CDRIN : mieux comprendre le fleuve Saint-Laurent via l’IA

Le Centre de développement et de recherche en intelligence numérique (CDRIN) a reçu 120 000 $ canadiens, le 4 octobre dernier, de la part du Fonds du Grand Mouvement de Desjardins pour recueillir et analyser les données via l’intelligence artificielle (IA) et ainsi mieux comprendre le fleuve Saint-Laurent.

Fous de Bassan du golfe du Saint-Laurent Crédit photo : CDRIN / Roxanne Trugeon

Le CDRIN veut renforcer son projet “La mer numérique” qui comprend quatre types de recherches visant à mieux apprivoiser le Saint-Laurent. 

Elles portent sur l’observation d’abord du homard, puis des poissons dits pélagiques – qui vivent dans les eaux proches de la surface ou entre la surface et le fond-, ensuite des ombles ou saumons de fontaine, et enfin elles visent à mieux visualiser la dynamique du milieu marin côtier en période hivernale grâce à un simulateur physique et photoréaliste 3D.

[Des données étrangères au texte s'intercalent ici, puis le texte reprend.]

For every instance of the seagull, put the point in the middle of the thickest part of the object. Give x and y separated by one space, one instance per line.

LA MER NUMÉRIQUE : UNE RÉALITÉ

Pour ce dernier projet, l’équipe a déjà édifié des captations vidéo et photographiques aboutissant à la reconstruction 3D de l’épave présumée du Scotsman gisant dans le Saint-Laurent à une dizaine de kilomètres au large de la ville de Rimouski, à environ 30 m de profondeur.

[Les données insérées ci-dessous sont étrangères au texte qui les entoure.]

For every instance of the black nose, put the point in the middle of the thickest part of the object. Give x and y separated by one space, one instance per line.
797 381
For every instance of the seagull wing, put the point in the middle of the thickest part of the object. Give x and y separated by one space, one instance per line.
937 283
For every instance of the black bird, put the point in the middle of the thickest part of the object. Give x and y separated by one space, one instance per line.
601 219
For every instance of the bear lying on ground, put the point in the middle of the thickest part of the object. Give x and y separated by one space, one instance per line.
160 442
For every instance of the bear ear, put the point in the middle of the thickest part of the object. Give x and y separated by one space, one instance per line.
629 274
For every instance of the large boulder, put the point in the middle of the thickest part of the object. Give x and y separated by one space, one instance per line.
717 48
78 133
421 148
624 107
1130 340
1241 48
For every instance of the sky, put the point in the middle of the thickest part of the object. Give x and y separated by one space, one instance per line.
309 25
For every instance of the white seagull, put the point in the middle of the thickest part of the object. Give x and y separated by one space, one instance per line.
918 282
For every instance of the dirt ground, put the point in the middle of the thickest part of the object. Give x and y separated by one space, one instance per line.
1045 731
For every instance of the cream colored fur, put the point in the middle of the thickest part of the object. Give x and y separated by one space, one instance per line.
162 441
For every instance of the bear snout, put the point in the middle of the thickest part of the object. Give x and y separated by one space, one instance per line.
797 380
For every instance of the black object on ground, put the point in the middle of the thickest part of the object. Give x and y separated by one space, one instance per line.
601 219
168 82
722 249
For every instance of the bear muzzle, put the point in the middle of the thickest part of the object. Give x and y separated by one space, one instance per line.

En juin dernier, un financement provenant du programme de valorisation scientifique du Réseau Québec maritime (RQM) avait ainsi permis d’entamer la phase 2 du projet de reconstruction de l’épave du navire marchand en réalité virtuelle, grâce à l’intelligence artificielle.

Reconstruction 3D via IA de l’épave du Scotsman Crédit photo : CDRIN / Blender

« Avec l’accroissement de nos multiples projets de recherche en intelligence artificielle, il était plus que primordial pour nous de demeurer à l’avant-garde technologique afin de poursuivre notre mission de mettre l’intelligence numérique au service des citoyens. » Isabelle Cayer, directrice générale du CDRIN (communiqué CDRIN)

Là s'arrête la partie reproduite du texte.